Sunday, March 04, 2007

L Magazine: Entertainment for the ADD Generation

If the current issue is any indication, Brooklyn's L Magazine specializes in cinema reviews for the attention deficit afflicted. On David Fincher's latest effort, the magazine's Nicolas Rapold complains that Zodiac suffers from a "workmanlike pace":
[M]an, get ready to hum tunelessly along to someone else's obsession, with a lot of racing through libraries, working the phones, abstruse speculation, the inevitable comparison being All the President's Men but even more resistant to suspense. Unbalancing precise turns by an excellent supporting cast, wombat-eyed Gyllenhaal is finally a sinkhole in the film's indefatigable third act. Fittingly, several paragraphs of info-rich epilogue conclude the inconclusive saga.
Every sentence in that paragraph includes an explicit or tacit complaint about the film's pace. Not an illegitimate exercise if you're critiquing a film that undeservedly wears out its welcome. After all, some movies might prove tedious at 60 minutes (who needed 70 minutes of Pootie Tang?), let alone 120. But does the fact that Zodiac doesn't present Seven or Fight Club's rock video pace make it a stultifying effort? Certainly not.

Here's how Slate's Dana Stevens describes Zodiac:
Zodiac is long—over two and a half hours—but when it's over, you almost wish it had gone on for another 20 minutes, just to see every end get tied up. But of course, all the ends are never tied up in real life, even when the murderer is found. To undertake a thriller of this length and scope with no prospect of a morally satisfying resolution, Fincher must have been a little nuts himself. We'll see whether audiences used to the tidy one-hour cases on CSI and Law & Order will follow him down Zodiac's murky, twisted, and ultimately dead-end street. It may not sound like it from that description, but it's a hell of a ride.
Stevens recognizes that due to its length, Zodiac may not be every audience member's cup of tea, but at least she doesn't describe it's length as an innate weakness. Instead, she describes the film as "surprisingly cerebral," a categorization that allows for the type of rumination some may find distracting, but also celebrates the compulsive attention to detail. I agree. Zodiac may not be as electrifying as Seven, but it's more engrossing - and edifying. The NYT's Manohla Dargis even describes it as "an unexpected repudiation" of Seven.

In the same issue of L, Jason Bogdaneris reviews Philip Grvning's Into Great Silence and to similar effect. Bogdaneris's gripe:
This film is asking a lot of its viewers. To remain seated and attentive for all 162 minutes of its running time while a life of sparse submission to matters spiritual (thus unseen and largely unseeable) is depicted, requires attention spans that one isn't apt to find in ready supply in this day and this age. ...

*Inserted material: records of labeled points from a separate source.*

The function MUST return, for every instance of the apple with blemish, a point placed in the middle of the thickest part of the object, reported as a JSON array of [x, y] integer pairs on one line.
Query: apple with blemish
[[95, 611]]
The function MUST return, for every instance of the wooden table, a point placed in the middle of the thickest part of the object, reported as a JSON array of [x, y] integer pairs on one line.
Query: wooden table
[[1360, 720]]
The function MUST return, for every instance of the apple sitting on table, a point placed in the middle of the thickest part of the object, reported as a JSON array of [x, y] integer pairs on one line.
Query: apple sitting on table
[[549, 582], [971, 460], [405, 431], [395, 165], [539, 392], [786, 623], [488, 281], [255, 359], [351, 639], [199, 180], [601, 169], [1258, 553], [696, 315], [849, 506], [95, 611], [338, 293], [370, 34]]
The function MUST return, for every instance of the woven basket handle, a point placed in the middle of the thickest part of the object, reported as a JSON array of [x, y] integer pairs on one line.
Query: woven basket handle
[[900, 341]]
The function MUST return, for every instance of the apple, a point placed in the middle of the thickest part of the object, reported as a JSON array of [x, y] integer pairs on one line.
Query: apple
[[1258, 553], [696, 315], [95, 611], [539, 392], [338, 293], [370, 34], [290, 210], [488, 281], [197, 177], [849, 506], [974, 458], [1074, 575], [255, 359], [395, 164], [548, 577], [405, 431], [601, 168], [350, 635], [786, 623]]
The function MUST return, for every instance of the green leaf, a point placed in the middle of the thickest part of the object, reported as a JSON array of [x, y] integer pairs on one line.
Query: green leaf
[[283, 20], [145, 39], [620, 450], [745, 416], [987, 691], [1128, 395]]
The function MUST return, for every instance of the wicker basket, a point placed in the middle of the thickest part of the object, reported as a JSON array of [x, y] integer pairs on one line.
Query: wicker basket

Classically painterly in its visual style, as well as its intent at elevating its subject matter, Grvning employs a sort of video pointillism, not without success. Still, it's asking an awful lot.
Apparently then, this film which has received raves reviews from cinephiles elsewhere wasn't MTV enough in it's portrayal of "matters spiritual" for Bogdaneris.

I've not seen the film, but I imagine viewing in precisely the way A. O. Scott advises:
You surrender to Into Great Silence as you would to a piece of music, noting the repetitions and variations, encountering surprises just when you think you’ve figured out the pattern.
Scott suggests it may end up being one of the best films of the year. L Magazine gave it 3 out 5 stars - basically a C. At 162 minutes, it's just too damn long, huh?

You have to wonder what L's Bogdaneris would think of Claude Lanzmann's Shoah the 544-minute (9+ hour) documentary about the holocaust, within which Lanzmann refuses to show any archive footage, and instead spends a great deal of time interviews with elderly Poles and showing empty fields where crematoriums once stood against stark voiceovers. There are gripping interviews, to be sure, if you're willing to wait for them, and when Lanzmann surprises his interviewees, they might be former Nazis (Michael Moore's muggings seem decidedly lightweight in comparison). Perhaps I'm guilty of hyperbole to suggest that Shoah should be required viewing for every school child, but I'm not sure you could drag the L's reviewers kicking and screaming in to see it.

Is this really what we have to look forward to? A generation that demands that its cinema, its documentaries, its news, its very education be presented as a Michael Bay production?